# Jump rope for weight loss and ankle / knees rehabilitation.



## Happy-Papi (Jul 28, 2013)

Anybody kind enough to give me some advice about learning how to jump rope and do it with a putting more damage on my ankles and knees...

First of all I am over weight with bad ankles and knees and was never good with jump ropes but I want to learn it in hope to be sexy again  my son strongly suggested that I should not do jump ropes until I can lose more weight or it will damage my feet even more. He knows about my feet problem first hand because he was the one who cranked my knees and ankles and have seen me crawl up and down the stairs for weeks, lol! My legs were injured many times (worst parts are: left ankle's ball got a crack, both knees had water but are ok now... I hope) and they sometimes still hurts but I hope that I can still find a fix and if possible to strengthen the parts again. As of now I can't run but recently I have been walking for about an hour per day. Problem is that jumping may be more stressful to my feet but I have heard that using jump ropes can help reduce weight faster and may strengthen my legs (or may destroy it). 

Another thing is that I am badly flatfooted but my balance is quite excellent (I can stand stationary on MTBs and Trials motorcycles for long period of time) and was able to run long distance when I was younger (still can balance on trials motorcycles without problems though but can't run)

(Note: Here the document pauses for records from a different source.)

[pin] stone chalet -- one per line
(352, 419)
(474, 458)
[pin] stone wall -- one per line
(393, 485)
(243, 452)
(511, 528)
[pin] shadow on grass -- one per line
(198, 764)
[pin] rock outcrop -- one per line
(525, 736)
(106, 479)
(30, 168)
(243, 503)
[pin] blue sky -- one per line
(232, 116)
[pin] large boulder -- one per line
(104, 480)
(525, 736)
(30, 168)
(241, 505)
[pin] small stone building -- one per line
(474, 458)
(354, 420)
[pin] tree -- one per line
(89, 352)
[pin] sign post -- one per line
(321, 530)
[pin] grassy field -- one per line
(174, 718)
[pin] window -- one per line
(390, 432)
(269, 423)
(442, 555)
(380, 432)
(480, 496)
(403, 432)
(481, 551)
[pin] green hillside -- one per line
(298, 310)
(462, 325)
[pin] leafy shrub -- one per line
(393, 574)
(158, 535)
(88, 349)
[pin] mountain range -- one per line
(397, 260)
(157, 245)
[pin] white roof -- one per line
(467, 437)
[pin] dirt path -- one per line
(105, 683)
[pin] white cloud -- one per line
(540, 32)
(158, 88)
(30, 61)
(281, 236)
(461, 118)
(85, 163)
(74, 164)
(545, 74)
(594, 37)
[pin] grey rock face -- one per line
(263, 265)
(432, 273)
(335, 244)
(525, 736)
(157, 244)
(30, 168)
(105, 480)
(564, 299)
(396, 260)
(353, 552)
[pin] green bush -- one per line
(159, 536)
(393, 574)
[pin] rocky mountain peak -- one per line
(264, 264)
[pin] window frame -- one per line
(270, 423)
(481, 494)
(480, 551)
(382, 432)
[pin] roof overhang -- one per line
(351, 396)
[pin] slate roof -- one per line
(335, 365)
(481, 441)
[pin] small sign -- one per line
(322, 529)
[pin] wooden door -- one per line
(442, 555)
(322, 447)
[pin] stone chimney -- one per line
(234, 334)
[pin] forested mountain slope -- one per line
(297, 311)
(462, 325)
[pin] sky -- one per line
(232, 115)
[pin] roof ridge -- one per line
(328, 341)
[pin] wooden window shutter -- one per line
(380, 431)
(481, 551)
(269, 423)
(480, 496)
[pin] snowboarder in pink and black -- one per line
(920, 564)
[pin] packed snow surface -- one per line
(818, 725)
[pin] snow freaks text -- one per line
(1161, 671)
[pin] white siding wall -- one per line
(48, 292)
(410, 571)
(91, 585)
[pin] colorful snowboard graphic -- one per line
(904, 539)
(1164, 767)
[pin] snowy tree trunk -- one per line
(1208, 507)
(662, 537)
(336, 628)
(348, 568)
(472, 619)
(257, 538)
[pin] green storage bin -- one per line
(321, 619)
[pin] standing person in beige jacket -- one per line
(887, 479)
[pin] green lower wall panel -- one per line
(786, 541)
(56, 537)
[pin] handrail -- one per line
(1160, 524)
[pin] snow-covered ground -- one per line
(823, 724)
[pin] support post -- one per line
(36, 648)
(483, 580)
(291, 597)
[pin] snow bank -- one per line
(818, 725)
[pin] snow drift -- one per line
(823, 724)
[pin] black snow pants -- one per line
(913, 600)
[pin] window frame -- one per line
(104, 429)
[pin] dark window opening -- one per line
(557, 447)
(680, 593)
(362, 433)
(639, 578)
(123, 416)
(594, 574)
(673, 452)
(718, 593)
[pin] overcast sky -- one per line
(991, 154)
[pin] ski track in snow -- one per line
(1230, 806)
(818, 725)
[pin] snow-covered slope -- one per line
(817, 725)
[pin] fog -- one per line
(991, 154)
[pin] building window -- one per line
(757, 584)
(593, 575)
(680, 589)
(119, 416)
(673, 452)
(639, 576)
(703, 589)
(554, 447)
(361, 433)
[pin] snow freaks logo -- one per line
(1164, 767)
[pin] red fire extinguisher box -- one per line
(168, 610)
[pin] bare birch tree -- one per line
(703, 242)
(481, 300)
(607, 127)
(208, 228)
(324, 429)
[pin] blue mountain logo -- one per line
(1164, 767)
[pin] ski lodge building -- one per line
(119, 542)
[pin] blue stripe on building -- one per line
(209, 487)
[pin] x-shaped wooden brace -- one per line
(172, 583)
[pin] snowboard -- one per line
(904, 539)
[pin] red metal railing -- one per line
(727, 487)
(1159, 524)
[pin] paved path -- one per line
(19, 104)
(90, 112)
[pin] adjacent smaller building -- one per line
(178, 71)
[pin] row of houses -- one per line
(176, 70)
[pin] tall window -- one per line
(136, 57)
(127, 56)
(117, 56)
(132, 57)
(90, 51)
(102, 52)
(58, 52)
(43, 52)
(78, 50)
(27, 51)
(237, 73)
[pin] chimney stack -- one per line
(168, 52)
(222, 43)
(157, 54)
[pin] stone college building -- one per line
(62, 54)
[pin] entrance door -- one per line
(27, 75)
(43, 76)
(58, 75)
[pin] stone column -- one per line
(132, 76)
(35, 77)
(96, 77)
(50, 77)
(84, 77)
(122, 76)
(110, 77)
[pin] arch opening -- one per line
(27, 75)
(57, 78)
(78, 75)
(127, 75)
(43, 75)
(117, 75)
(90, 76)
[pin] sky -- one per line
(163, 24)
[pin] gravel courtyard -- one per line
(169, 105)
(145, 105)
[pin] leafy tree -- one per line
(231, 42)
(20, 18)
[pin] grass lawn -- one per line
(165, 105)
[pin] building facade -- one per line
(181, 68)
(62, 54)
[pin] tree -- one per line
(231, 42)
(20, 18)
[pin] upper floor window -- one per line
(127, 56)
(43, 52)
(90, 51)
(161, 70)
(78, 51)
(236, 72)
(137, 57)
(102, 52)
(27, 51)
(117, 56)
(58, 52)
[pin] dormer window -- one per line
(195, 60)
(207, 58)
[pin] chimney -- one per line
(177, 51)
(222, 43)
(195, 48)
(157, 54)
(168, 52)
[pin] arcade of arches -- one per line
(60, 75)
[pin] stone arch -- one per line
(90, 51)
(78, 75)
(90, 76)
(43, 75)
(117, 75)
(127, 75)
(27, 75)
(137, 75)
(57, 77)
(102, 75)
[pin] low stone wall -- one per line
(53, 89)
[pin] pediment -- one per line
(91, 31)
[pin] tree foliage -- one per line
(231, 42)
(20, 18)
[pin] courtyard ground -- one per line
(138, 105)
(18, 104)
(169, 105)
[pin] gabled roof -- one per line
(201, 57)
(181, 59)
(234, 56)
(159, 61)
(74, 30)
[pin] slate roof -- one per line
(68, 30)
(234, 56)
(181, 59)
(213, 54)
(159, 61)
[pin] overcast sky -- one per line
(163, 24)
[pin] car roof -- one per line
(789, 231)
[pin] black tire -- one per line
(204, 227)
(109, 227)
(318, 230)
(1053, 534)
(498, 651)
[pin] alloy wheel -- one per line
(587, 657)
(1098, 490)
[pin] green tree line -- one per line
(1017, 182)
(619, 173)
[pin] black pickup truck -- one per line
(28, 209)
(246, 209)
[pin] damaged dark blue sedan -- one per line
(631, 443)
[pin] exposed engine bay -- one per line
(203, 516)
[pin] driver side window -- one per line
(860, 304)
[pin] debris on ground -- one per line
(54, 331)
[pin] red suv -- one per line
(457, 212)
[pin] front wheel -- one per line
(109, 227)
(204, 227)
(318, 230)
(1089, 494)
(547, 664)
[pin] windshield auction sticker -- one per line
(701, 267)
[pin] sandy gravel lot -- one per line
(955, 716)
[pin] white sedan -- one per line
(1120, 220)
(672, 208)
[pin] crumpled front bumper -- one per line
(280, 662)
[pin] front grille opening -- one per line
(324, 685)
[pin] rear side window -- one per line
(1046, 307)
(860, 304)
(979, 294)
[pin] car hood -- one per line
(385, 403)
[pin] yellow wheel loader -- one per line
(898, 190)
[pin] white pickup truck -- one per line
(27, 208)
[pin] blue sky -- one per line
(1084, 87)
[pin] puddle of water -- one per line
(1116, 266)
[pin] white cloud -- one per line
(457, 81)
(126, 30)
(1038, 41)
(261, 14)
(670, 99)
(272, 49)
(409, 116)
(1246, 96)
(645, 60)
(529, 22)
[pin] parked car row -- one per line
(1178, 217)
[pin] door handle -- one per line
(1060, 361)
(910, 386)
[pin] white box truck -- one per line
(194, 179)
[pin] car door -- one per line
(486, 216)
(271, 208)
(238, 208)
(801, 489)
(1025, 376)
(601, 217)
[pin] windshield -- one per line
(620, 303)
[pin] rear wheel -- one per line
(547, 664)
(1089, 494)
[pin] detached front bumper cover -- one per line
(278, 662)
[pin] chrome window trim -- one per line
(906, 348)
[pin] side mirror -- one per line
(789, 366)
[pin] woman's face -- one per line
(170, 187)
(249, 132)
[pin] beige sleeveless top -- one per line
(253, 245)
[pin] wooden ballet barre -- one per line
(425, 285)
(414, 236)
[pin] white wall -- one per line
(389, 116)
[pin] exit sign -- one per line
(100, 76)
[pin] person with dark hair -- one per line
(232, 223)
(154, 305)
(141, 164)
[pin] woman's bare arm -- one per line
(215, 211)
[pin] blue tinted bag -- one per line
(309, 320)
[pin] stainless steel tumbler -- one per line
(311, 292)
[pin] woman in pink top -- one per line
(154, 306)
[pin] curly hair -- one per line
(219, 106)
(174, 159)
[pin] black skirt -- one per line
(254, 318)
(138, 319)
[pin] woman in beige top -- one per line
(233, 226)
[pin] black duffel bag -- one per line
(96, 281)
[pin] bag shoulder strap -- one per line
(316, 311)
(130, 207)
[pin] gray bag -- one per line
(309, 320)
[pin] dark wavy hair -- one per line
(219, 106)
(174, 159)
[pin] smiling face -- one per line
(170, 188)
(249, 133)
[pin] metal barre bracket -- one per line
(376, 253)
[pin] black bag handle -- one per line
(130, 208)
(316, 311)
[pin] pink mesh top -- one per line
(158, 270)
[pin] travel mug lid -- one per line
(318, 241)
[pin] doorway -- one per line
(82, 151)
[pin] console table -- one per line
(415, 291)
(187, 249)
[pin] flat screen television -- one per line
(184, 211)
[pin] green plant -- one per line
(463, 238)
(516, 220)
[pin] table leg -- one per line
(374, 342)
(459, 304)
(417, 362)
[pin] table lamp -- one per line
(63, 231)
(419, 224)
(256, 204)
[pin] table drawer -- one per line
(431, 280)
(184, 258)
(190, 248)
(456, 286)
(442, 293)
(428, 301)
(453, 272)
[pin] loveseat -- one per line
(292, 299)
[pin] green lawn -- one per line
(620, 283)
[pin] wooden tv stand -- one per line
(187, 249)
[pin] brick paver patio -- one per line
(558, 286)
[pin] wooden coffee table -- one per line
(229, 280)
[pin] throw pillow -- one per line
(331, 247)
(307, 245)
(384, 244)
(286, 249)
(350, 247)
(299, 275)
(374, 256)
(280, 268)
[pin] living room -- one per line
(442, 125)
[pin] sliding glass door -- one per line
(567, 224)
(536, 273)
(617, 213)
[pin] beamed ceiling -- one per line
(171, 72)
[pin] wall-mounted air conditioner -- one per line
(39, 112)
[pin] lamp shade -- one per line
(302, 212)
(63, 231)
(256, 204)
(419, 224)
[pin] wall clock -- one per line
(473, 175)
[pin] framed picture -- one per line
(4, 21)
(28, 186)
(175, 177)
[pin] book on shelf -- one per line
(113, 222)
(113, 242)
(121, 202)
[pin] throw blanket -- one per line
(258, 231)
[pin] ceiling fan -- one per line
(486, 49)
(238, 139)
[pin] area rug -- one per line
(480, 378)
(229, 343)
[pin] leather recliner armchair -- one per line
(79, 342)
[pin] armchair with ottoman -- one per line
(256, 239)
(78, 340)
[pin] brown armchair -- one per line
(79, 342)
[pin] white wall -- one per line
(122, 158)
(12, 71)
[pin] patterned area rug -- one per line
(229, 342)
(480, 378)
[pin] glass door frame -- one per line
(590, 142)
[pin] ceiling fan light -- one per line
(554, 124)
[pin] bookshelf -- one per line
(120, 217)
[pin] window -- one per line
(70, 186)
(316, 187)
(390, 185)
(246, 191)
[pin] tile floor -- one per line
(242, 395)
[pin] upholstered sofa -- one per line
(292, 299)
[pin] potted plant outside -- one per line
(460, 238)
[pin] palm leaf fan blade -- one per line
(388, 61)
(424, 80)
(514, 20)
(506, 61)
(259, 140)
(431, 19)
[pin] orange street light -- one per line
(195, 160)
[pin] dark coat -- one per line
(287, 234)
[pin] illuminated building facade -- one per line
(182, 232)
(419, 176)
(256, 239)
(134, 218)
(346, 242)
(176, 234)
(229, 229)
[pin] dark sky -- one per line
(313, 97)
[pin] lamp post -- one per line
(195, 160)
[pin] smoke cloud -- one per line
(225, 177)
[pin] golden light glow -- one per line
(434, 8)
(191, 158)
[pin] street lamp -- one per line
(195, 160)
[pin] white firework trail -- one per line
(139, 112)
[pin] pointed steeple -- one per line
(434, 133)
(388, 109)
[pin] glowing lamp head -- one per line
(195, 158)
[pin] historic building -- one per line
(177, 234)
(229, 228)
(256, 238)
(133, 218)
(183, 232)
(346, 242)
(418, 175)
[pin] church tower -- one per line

Today I bought a jump rope and only tried a bit but had to stop because my left ankle got painful. A month ago I was 88.5 kgs (195 lbs) and was able to drop it to 84.9 kgs (187 lbs) and 9 days later I dropped to 82 kgs (180 lbs). I am only 168 cms (5.5 feet) and I still need to lose around 7 to 12 kgs to be in my proper body weight. By the way I am now on a strict low carb diet and regular soft exercise (walking 1 hour every day. Some push ups and sit ups but I often cheat). I will try to lose another 3 to 5 kgs next month if possible??? and is hoping to stick to a low carb diet for life if possible... Ketosis is awesome :lol2:

My question is, will wrapping my ankles with tape or wearing tactical/jungle boots help relive the pain if I jump rope? How many kilos should I lose before I can safely learn how to jump rope? Is jumping rope good for weight loss. Never seen a fat guy do jump ropes and have only seen sexy guys like boxers and sexy MAist do it... Anybody here who may have been in the same boat as me?

Many thanks!


----------



## rlobrecht (Jul 28, 2013)

It seems to me that jumping rope would be killer on already overstressed joints.  It sounds like you're making excellent progress with walking and a new diet.  What has convinced you to take up jumping rope?


----------



## seasoned (Jul 28, 2013)

IMHO

I personally would start out with jumping jacks first just to see how the body will tolerate the added stress.


----------



## Happy-Papi (Jul 28, 2013)

rlobrecht said:


> It seems to me that jumping rope would be killer on already overstressed joints.  It sounds like you're making excellent progress with walking and a new diet.  What has convinced you to take up jumping rope?




Yes I also think that jumping rope will be a killer for my over stressed joints and I am a bit afraid to damage it more but having heard of positive things about jumping rope (not just for weight loss but also for MA feet coordination) I am really hoping that I can learn how to do it someday. 

A month and a half ago my left butt and leg got very painful and could barely walk. The chiropractor told me that it was because I spend a lot of time sitting and not moving and this also added problems to my lower spine and neck getting misaligned often from MA and from jumping and crashing on motorcycles before and the best cure was just to take the pain and push myself to do short walks, lose weight and be active again that probably this will cure my problems. These injuries helped me get fat by not moving and pigging out but I'm trying to work on it now. Now I can walk again and my pace is getting faster and will try to push it until I can run again and hoping that I can get back to teaching MA properly again (small baby steps). 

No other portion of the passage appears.